D‘autres problèmes se posent : pour demander un emploi, on doit prouver qu’on a fait son service militaire ou qu’on a été exempté, ce qui est écrit sur un dossier officiel. Mais pour les transsexuels exemptés, souvent l’armée ne sait pas quoi écrire. Et ils peuvent alors se retrouver avec la mention de "maladie mentale" ou de "problèmes d’hormones" sur leur dossier. Cela pose ensuite des problèmes pour se faire embaucher, puisque l’employeur va penser que vous avez un véritable trouble…

"Une opération de ré-attribution de sexe coûte 10 000 euros; seuls 600 euros sont pris en charge"

Par ailleurs, des adolescents sont renvoyés de leur école. La plupart sont des garçons qui veulent devenir des filles. On leur demande pourquoi ils sont comme ça, pourquoi leur voix est féminine, pourquoi ils restent dans la salle de classe lors des récréations…
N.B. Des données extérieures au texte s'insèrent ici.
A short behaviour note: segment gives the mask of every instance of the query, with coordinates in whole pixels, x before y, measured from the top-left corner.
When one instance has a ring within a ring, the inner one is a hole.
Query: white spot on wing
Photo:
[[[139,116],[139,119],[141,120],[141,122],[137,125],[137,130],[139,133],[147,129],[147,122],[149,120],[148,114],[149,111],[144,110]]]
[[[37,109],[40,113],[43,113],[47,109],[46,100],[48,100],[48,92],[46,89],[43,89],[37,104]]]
Dans la série des difficultés quotidiennes pour les transsexuels, je mentionne encore le manque de spécialistes des opérations de ré-attribution de sexe en Iran. Et le prix de ces opérations : pour la faire avec un bon chirurgien, c’est l’équivalent de 10 000 euros, et seuls 600 euros sont pris en charge.
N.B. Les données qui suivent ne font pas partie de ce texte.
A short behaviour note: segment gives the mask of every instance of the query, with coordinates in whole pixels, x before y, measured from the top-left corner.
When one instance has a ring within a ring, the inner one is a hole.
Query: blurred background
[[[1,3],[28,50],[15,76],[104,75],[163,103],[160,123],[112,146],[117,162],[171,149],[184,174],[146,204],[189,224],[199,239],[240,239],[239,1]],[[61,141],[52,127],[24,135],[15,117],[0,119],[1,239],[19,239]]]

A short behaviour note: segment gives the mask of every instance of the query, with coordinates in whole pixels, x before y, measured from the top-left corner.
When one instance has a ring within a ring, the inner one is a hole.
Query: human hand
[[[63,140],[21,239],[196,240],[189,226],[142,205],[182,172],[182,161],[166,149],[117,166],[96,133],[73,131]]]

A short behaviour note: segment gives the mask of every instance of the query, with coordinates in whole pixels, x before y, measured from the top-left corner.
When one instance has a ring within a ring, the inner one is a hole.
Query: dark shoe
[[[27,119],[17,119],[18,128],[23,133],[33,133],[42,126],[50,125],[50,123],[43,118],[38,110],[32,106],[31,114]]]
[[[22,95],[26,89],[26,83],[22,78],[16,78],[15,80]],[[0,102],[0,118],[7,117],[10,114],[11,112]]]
Être transsexuel, c’est aussi s’exposer au regard désobligeant des autres. Quand un homme voulant devenir une femme commence sa thérapie, les hormones font pousser sa poitrine. Il prend une allure féminine et commence à subir des harcèlements, notamment sur les lieux de travail. Il y a tellement peu d’informations sur nous que beaucoup de gens pensent encore que nous sommes homosexuels ou bisexuels.
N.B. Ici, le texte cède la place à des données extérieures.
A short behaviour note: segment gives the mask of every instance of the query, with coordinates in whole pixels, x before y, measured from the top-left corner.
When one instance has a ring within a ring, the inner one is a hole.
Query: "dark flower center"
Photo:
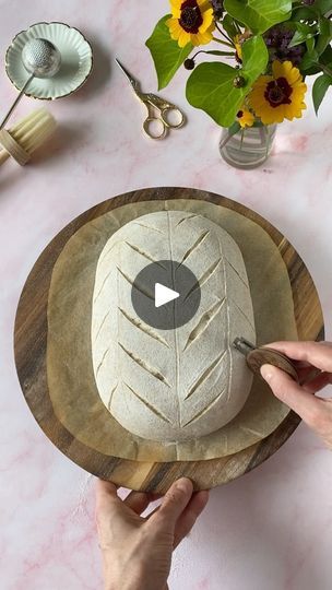
[[[280,105],[290,105],[290,95],[293,93],[292,86],[288,84],[285,78],[278,78],[269,82],[264,97],[272,107],[278,107]]]
[[[186,2],[182,2],[179,23],[186,33],[195,34],[199,32],[203,19],[195,0],[186,0]]]

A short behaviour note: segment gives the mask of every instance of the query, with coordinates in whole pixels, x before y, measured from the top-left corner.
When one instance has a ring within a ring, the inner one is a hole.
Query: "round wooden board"
[[[287,267],[299,340],[322,340],[320,300],[305,263],[287,239],[268,221],[246,206],[211,192],[183,188],[144,189],[115,197],[90,209],[64,227],[33,267],[17,306],[14,351],[25,400],[39,426],[70,459],[88,472],[132,489],[165,493],[179,476],[193,481],[195,489],[214,487],[247,473],[271,457],[292,435],[300,418],[290,412],[274,433],[235,455],[205,461],[149,463],[102,455],[78,440],[58,420],[49,398],[46,368],[47,300],[58,256],[69,238],[85,223],[123,204],[137,201],[199,199],[232,209],[259,224],[273,239]]]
Tout ce que nous demandons, c’est que la société nous connaisse et nous accepte.

Aucune statistique officielle n’existe en Iran sur le nombre de transsexuels et d’opérations de ré-attribution de sexe. Mais selon la BBC, l’Iran connaîtrait plus d’opérations que la Thaïlande, un des pays les plus en avance sur l’intégration des transsexuels (un troisième sexe y est reconnu, 2 % de la population est transsexuelle).

Un chirurgien iranien avait affirmé en 2014 en qu’il avait procédé à plus de 1 300 opérations de ré-attribution pour des hommes et 500 opérations sur des femmes. Par ailleurs, de plus en plus d’artistes iraniens ont évoqué les transsexuels dans leurs œuvres, notamment au cinéma, avec des films comme "Une femme iranienne" en 2011.

Cet article a été écrit en collaboration avec Bahar Azadi, chercheuse iranienne en sciences sociales.